The driver context refers to the condition under which a driver is currently operating. The context limits the operations that a driver can perform. The driver context depends on the executing code that is invoked. Driver code executes in four contexts:
User context. A driver entry point has user context when invoked by a user thread in a synchronous fashion. That is, the user thread waits for the system to return from the entry point that was invoked. For example, the read(9E) entry point of the driver has user context when invoked by a read(2) system call. In this case, the driver has access to the user area for copying data into and out of the user thread.
Kernel context. A driver function has kernel context when invoked by some part of the kernel. In a block device driver, the strategy(9E) entry point can be called by the pageout daemon to write pages to the device. Because the page daemon has no relation to the current user thread, strategy(9E) has kernel context in this case.
Interrupt context.Interrupt context is a more restrictive form of kernel context.
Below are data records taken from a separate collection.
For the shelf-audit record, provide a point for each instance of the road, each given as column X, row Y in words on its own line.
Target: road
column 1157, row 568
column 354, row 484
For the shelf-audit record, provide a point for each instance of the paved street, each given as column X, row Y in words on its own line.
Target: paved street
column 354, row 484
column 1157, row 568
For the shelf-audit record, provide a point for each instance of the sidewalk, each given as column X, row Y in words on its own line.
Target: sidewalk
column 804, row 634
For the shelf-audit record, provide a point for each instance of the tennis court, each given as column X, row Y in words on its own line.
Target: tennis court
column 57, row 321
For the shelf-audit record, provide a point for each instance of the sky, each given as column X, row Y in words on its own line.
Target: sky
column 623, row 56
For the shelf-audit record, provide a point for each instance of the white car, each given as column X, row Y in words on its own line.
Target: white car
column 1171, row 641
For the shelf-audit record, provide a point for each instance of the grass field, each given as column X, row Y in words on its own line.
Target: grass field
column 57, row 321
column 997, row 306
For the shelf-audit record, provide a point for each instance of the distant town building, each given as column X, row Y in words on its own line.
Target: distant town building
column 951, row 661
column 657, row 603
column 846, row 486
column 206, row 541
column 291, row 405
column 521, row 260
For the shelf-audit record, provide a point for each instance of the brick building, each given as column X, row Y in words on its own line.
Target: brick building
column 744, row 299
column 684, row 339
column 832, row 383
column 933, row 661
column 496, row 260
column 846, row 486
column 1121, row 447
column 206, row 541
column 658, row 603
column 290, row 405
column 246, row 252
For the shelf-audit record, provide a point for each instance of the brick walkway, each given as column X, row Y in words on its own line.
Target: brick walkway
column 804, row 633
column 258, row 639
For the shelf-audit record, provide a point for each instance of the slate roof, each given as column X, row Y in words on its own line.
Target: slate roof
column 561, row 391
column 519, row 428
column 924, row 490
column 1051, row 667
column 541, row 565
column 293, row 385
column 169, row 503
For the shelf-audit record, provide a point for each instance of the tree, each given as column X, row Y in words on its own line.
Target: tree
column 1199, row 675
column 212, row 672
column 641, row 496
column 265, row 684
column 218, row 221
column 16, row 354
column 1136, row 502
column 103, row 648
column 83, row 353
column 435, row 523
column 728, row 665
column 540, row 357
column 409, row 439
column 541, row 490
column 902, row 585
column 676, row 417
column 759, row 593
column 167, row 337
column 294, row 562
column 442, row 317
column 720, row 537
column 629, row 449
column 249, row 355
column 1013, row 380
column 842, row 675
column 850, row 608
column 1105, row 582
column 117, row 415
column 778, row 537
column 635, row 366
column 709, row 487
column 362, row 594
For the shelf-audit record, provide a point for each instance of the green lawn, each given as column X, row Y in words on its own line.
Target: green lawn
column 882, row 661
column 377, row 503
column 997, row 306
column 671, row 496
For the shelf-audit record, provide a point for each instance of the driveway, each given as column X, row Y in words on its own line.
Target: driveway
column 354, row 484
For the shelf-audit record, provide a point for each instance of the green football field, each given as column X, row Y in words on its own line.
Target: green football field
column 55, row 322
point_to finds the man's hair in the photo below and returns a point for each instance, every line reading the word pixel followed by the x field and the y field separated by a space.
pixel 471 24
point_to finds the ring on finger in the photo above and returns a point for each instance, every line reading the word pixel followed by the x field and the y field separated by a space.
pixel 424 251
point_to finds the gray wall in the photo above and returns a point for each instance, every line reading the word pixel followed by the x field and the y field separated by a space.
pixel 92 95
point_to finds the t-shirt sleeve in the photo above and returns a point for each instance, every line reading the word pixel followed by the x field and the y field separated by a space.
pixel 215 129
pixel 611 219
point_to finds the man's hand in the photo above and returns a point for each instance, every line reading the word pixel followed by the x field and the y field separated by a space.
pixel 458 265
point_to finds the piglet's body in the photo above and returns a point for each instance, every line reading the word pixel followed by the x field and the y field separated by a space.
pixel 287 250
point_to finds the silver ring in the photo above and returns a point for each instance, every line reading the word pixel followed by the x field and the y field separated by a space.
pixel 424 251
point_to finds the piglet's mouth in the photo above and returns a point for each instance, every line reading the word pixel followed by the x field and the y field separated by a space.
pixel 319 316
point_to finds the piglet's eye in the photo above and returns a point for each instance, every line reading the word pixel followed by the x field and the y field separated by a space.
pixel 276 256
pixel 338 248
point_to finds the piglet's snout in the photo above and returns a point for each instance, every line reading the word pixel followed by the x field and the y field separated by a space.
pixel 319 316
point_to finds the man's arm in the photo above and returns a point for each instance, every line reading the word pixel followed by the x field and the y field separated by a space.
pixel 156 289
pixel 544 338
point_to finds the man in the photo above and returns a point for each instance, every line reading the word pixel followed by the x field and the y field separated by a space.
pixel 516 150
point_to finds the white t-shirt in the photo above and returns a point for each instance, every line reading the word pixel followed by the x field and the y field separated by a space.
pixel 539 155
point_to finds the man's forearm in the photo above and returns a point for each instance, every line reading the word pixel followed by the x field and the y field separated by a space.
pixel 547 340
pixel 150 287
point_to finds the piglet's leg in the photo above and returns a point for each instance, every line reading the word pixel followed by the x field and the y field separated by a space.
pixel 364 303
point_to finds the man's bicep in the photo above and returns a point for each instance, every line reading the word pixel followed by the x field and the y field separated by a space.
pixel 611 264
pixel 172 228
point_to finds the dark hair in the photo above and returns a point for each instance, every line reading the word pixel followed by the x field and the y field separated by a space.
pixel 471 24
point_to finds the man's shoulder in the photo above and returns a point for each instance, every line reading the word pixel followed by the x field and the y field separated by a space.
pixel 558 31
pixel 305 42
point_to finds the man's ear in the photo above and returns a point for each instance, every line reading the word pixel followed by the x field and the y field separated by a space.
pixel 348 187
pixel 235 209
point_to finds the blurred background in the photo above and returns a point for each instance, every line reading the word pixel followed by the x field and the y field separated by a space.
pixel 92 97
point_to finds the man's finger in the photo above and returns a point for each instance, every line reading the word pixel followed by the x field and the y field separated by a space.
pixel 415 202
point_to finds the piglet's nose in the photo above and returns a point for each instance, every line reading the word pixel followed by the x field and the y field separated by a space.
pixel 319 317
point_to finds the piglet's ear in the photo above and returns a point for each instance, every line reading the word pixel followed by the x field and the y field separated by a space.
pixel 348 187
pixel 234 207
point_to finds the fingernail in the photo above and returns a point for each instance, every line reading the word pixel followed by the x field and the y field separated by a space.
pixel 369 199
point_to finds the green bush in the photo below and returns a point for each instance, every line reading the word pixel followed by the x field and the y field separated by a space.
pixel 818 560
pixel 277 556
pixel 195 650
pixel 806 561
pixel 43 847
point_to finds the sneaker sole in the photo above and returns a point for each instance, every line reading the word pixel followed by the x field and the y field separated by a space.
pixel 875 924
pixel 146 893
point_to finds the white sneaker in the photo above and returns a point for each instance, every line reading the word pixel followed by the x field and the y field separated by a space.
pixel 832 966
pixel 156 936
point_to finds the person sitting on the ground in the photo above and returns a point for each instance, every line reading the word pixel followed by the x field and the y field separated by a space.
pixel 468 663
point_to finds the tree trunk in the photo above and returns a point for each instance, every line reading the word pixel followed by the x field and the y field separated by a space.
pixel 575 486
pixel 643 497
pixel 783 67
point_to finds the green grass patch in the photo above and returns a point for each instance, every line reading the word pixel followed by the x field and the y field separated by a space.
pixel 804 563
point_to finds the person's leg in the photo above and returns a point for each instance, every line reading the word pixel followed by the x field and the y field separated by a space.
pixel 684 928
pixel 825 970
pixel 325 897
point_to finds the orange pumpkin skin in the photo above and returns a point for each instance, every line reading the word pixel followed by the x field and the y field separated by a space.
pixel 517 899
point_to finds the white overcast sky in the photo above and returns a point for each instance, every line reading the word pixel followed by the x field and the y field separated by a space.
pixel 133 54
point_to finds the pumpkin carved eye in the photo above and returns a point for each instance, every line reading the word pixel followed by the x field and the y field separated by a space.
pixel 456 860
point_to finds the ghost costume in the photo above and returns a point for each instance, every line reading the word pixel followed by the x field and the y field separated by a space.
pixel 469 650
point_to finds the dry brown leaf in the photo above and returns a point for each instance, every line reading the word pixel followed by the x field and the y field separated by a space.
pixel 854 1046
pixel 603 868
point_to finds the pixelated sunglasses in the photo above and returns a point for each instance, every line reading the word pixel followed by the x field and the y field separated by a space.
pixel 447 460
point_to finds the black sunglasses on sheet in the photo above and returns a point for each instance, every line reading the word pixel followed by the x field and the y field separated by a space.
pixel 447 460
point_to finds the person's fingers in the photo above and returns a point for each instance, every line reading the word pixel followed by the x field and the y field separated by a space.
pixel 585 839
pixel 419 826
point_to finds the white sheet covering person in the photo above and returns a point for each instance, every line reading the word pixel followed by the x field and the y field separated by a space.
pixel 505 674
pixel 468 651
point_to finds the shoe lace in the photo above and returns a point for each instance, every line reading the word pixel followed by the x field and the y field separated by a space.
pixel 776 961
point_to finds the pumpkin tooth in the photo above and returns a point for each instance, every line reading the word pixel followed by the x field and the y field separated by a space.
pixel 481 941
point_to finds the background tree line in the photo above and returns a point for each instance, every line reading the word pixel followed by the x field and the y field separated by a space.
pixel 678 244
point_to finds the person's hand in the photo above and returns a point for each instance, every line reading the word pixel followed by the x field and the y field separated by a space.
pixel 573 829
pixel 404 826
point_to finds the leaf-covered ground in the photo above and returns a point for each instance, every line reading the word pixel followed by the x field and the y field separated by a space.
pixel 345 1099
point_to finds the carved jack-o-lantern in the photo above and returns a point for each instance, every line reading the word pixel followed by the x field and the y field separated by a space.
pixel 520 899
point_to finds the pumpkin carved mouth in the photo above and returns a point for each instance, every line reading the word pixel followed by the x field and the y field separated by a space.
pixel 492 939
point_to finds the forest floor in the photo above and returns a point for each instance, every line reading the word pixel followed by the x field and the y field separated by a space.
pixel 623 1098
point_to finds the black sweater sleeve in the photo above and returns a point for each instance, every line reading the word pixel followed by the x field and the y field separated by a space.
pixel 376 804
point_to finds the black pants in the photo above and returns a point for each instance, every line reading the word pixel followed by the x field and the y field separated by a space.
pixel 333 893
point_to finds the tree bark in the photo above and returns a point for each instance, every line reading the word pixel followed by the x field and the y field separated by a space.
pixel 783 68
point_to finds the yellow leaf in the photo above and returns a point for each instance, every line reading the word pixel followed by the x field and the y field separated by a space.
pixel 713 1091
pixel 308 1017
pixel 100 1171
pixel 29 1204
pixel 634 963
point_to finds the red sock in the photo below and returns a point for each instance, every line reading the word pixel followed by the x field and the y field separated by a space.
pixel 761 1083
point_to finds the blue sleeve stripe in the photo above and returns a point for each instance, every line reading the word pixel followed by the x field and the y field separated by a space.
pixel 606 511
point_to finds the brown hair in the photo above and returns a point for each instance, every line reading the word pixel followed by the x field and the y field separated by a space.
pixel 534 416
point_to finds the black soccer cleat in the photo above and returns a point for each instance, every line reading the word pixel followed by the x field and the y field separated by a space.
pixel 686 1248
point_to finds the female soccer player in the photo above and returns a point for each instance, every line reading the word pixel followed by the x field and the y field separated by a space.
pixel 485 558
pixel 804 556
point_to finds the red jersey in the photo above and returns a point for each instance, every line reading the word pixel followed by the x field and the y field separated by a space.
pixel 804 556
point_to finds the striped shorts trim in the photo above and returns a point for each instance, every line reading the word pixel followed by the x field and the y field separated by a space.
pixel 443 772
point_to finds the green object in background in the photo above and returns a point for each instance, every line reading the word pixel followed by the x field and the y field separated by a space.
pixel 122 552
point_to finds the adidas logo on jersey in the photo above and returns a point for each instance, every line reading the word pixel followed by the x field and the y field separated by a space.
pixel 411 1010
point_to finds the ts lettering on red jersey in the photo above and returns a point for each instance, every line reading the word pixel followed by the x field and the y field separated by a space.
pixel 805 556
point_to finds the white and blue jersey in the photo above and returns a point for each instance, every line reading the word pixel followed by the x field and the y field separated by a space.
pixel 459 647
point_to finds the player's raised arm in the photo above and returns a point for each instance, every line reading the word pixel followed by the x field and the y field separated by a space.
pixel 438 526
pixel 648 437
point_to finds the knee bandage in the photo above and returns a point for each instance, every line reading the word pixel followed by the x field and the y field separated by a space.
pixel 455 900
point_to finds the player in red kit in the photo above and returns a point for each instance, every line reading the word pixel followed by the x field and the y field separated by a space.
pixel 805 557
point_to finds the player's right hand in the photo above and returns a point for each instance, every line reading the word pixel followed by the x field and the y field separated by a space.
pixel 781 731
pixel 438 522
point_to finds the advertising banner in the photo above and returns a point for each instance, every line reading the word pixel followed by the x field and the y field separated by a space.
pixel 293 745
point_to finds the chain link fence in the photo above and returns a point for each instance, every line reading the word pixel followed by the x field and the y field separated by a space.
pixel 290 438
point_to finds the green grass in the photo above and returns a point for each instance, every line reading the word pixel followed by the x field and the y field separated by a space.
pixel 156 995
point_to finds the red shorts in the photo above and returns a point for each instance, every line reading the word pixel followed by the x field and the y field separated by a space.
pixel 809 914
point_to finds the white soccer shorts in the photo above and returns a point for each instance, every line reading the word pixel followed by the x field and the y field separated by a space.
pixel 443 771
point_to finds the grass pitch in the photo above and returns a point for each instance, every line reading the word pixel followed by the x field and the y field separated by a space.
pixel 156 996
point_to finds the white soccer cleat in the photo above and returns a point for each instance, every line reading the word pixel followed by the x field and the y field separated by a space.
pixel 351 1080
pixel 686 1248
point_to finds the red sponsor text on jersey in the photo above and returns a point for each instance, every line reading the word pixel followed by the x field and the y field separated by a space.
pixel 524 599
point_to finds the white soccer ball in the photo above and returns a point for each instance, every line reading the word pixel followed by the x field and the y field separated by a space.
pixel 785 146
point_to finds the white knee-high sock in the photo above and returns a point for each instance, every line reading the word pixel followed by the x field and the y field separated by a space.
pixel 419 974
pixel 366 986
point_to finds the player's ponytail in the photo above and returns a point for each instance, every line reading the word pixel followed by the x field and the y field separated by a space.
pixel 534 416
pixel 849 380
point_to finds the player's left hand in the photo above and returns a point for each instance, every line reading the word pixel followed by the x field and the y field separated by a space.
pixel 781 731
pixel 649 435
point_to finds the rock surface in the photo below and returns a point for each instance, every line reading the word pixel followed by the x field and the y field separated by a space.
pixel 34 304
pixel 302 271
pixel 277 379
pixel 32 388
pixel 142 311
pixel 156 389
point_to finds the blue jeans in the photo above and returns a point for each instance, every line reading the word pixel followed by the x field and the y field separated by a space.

Interrupt context is invoked as a result of the servicing of an interrupt. Driver interrupt routines operate in interrupt context with an associated interrupt level. Callback routines also operate in an interrupt context. See Chapter 8, Interrupt Handlers for more information.
High-level interrupt context.High-level interrupt context is a more restricted form of interrupt context. If ddi_intr_hilevel(9F) indicates that an interrupt is high level, the driver interrupt handler runs in high-level interrupt context. See Chapter 8, Interrupt Handlers for more information.
The manual pages in section 9F document the allowable contexts for each function. For example, in kernel context the driver must not call copyin(9F).